The ai.similarity function extends the pandas Series class.

To calculate the semantic similarity of each input row for a single common text value, call the function on a pandas DataFrame text column. The function can also calculate the semantic similarity of each row for corresponding pairwise values in another column that has the same dimensions as the input column.

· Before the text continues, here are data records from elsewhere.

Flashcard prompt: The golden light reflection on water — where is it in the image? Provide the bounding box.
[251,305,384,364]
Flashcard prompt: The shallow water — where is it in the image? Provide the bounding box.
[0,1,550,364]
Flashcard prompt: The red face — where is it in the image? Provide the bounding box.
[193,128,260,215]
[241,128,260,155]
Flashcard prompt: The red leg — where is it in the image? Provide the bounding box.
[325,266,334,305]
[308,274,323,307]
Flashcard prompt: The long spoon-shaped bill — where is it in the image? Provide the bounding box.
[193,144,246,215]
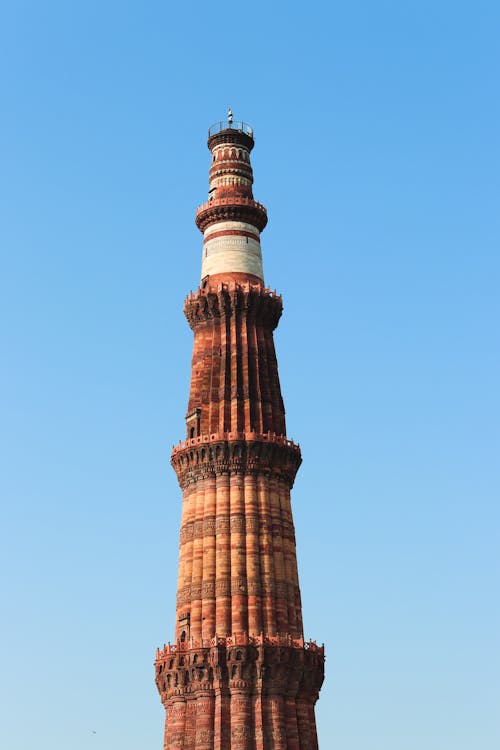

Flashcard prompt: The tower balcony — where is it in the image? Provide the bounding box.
[196,195,267,232]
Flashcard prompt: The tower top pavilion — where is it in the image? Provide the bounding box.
[155,117,324,750]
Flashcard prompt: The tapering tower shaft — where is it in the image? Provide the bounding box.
[156,122,324,750]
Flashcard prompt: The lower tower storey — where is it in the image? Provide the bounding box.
[155,634,324,750]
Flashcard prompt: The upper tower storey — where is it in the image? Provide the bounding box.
[196,110,267,285]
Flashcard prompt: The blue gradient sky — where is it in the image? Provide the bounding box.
[0,0,500,750]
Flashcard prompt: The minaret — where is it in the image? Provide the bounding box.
[156,117,324,750]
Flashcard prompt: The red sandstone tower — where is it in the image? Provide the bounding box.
[155,113,324,750]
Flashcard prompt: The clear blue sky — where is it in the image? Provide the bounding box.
[0,0,500,750]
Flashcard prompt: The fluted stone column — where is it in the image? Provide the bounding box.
[155,123,324,750]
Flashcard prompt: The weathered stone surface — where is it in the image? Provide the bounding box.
[155,122,324,750]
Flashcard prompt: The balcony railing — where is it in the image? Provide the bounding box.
[208,120,253,138]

The function returns a pandas Series that contains similarity scores, which can be stored in a new DataFrame column.

Syntax

df["similarity"] = df["col1"].ai.similarity("value")

Parameters

Name Description
other
Required
A string that contains either:
- A single common text value, which is used to compute similarity scores for each input row.
- Another pandas Series with the same dimensions as the input. It contains text values to use to compute pairwise similarity scores for each input row.

Returns

The function returns a pandas Series that contains similarity scores for each input text row. The output similarity scores are relative, and they're best used for ranking. Score values can range from -1 (opposites) to 1 (identical). A score value of 0 indicates that the values are unrelated in meaning.

Example

# This code uses AI. Always review output for mistakes.

df = pd.DataFrame([ 
        ("Bill Gates"), 
        ("Satya Nadella"), 
        ("Joan of Arc")
    ], columns=["name"])
    
df["similarity"] = df["name"].ai.similarity("Microsoft")
display(df)

Output:

Screenshot of a data frame with columns 'name' and 'similarity'. The 'similarity' column contains similarity scores for the names and input word.